Why Tracking Cost Per Lead Never Works Out the Way You Planned

Originally published November 25th, 2015

Big or small, companies everywhere are implementing sales development teams. The gritty, hardened Sales Development Reps (SDRs) that pass along leads to your executive sales team tend to do the heavy lifting of outbound prospecting, and honestly, it can be pretty costly. Because of that, a lot of companies choose to outsource this function. Getting a healthier funnel for your sales team to work with is the overall goal — to more effectively qualify the top part of the funnel so your executive sales team can focus on the bottom part, closing leads. You’re relying on that outsourced team to increase your MQL’s, ISQL’s and SAL’s — both in quantity and quality. So why would you track that team on a cost per lead basis?

Cost Per Lead: Defined

Measuring on a cost per lead basis boils down to putting a price on every activity your sales development team makes. Ideally, you want that cost to be as low as possible — meaning that your reps are producing the high number of leads (SAL’s) you want without draining additional resources. The formula reads as total spend on SDR’s over total leads passed, giving you the price you “pay” per SAL passed to your sales team.
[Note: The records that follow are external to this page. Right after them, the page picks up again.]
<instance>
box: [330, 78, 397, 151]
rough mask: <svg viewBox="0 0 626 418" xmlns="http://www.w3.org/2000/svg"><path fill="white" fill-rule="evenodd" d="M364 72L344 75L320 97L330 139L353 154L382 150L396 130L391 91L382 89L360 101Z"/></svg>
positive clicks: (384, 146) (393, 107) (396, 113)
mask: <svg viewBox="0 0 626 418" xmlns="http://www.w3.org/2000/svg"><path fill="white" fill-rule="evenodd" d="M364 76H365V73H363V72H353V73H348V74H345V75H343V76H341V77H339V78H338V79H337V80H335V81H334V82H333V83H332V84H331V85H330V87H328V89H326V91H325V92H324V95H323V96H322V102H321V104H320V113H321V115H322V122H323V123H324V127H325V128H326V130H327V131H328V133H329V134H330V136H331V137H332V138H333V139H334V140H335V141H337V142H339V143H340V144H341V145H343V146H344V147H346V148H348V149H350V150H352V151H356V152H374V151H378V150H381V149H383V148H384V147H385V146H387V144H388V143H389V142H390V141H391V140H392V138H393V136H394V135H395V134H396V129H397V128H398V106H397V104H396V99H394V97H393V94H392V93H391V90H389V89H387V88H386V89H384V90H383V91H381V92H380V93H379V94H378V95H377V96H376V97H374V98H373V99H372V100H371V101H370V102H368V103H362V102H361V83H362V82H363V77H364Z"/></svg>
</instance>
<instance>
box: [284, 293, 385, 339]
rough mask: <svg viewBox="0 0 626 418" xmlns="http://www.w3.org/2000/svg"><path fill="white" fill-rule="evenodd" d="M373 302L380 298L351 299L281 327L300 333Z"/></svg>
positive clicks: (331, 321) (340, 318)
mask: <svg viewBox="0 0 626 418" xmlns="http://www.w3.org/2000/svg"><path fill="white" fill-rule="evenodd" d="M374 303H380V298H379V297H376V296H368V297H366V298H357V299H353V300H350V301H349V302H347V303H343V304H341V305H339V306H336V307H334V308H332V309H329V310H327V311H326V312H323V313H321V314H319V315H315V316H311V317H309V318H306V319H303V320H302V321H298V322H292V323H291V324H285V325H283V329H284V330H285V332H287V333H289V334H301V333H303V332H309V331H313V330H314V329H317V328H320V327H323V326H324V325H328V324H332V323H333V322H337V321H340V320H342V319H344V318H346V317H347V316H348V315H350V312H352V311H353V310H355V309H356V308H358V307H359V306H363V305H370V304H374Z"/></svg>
While using the cost per lead metric might be the simplest and most popular way to measure your SDRs, it’s not applicable in all situations. For a team that’s hired to improve your funnel health, you need to come up with other metrics to track them more accurately — specifically ones that highlight the quality of the opportunities that get passed along to your sales team. With the cost per lead analysis, you miss out on tracking the value of your pipeline, thus foregoing any kind of funnel projection metrics.

Pitfalls and Solutions

When you take a look at your team and decide to measure them on a cost per lead basis, more often than not they respond with a spike in passed leads. After all, the more leads that get passed the lower the cost becomes. Problem solved? Not quite. What ends up happening is the higher volume of leads tend to dip in quality, and with that dip in quality comes a lower conversion rate. That is the key to measuring your sales development team’s success — if the opportunities aren’t converting at a high enough percentage then the executive sales team is wasting their time with discovery calls and demonstrations. It’s great to get a high volume of leads for a reasonable cost — and in specific situations it’s the right move — but if they don’t convert you’re wasting time. Opportunities that never come to fruition don’t help out anyone but your bottom line, and suddenly that cost per lead analysis doesn’t paint the whole picture.

The metric you should be tracking is Cost per Opportunity. When your sales team is receiving leads (SAL’s) from the SDR’s it’s still up to you to track them, but not on a cost per basis. Save that metric for SQL’s — qualified opportunities that have been accepted by your sales team and are currently in their pipeline. From there you can get a more accurate picture of not only the value your sales development team generates, but also of your true pipeline valuation (and not just the value of one team of SDR’s). Tracking opportunities help you get a more holistic picture of projected growth, while tracking your cost per lead will yield a murky projection for one specific marketing channel.

The demandDrive approach

By focusing on metrics other than cost per lead we’re able to better determine the value our SDR’s can deliver to our clients. Seeing how many of their leads convert into opportunities for the sales team paints a better picture of our work, and is tangibly more effective at determining value. Being able to weight pipeline valuation also directly ties our work with a monetary amount for the client, something we’ve found to be more beneficial than measuring how much each individual lead “costs”.